Boris Johnson is clear UK should exit EU by 31 October. Baker said the Surrender Bill which ties Johnson’s hands by forcing him to ask for an extension, is an unconstitutional Bill reached by unconstitutional means. The Bill was legislated for by arbitrarily overthrowing the House of Commons (HoC). He said that the Speaker broke the rules by allowing the debate for the HoC to take over the procedure to legislate. He said the government controls the business in the HoC, not the Speaker. The rebels took away from the government the power to govern the country through control of the business of the Commons; they handed it to the Opposition with a rag-tag bunch of rebels. Baker said that now UK has a minority government that has lost control of Parliament.

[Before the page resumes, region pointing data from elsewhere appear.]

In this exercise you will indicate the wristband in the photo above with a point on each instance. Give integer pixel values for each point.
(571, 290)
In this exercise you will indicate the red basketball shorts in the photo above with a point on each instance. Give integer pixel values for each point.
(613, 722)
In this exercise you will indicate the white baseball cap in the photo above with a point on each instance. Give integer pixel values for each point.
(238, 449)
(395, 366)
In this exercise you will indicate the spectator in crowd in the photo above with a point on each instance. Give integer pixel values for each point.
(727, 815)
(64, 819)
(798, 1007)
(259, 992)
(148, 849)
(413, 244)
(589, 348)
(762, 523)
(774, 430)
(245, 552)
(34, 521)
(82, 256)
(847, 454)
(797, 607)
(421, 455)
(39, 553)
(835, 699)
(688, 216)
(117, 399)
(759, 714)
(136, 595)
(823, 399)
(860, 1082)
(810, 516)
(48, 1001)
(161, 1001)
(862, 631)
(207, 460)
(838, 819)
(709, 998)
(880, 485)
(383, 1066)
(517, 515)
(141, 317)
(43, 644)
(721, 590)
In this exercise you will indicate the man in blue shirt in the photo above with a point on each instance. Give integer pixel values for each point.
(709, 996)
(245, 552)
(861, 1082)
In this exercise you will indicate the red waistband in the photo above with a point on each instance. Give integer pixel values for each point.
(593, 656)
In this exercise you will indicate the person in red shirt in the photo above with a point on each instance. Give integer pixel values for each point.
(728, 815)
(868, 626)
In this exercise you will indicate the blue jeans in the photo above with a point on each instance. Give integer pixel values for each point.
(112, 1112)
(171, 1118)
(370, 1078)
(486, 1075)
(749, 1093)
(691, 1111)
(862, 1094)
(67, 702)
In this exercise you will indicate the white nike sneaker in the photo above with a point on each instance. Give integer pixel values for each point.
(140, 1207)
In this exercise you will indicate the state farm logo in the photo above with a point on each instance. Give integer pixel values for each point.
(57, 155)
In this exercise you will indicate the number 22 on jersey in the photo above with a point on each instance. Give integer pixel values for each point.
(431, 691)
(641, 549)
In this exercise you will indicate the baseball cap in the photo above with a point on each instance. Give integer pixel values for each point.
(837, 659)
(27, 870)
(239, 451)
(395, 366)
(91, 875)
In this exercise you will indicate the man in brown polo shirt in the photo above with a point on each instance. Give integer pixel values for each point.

He said really that government ought to fall and there ought to be a general election. Johnson was absolutely right to table a motion for an early general election; this motion is expected again on Tuesday when Parliament resumes, but is also expected to fail as some Conservative MPs will lose their seats and the Labour Party is more split than the Conservatives; the LibDems and SNP will find an excuse not to have a GE. If Johnson had resigned, the alternative idea of a Government of so-called National Unity is presumed by many not to last very long, but it is an uncharted threat. Baker said the ERG have been informed by former Labour MPs that Corbyn and John McDonnell are “extremists”; indeed, McDonnell has told Baker in a 2011 interaction that he is a not completely reformed Trotskyite. Baker said should the Labour form a government, the difficulties of leaving the EU would pale into insignificance.

Regarding a deal for leaving the EU, Baker said that the Chequers Agreement of rule following is intolerable; although there are many things wrong with the Withdrawal Agreement, the political context has changed, but with the Brady Ammendment, that replaces the Backstop with alternative arrangements to avoid a hard border, there is a just a possibility this might pass. Baker said that if the Backstop is completely removed, the Political Declaration for the Future Relationship (PDFR) will need to be thoroughly rewritten, to match the offer the EU made to UK in March 2018. Also, it is unacceptable that the ECJ has jurisdiction over the negotiation of the PDFR. The implementation period leaves UK exposed to EU having power to pass laws to disadvantage UK, thus the UK would need a national veto; and equal citizens’ rights for British Asians and European Citizens is something Baker would aim for.

Baker explained that the purpose of an extension and the Surrender Act is obscured, because the Kinnock amendment requires the Prime Minister to state the reason for requesting an extension is to pass the Withdrawal Agreement Bill, but Baker has previously said that there is no chance Johnson will represent a deal that contains the Backstop that is harder to get out of than Europe. Regarding a No Deal exit on 31 October, Baker hazarded a guess that the SC would support an extension; thus, it is difficult to say what the government ought to do.

At this point, a television broadcasting team arrived and The Sunday Guardian chat was over. One day, this reporter hopes to resume the intended profile under less harassed circumstances.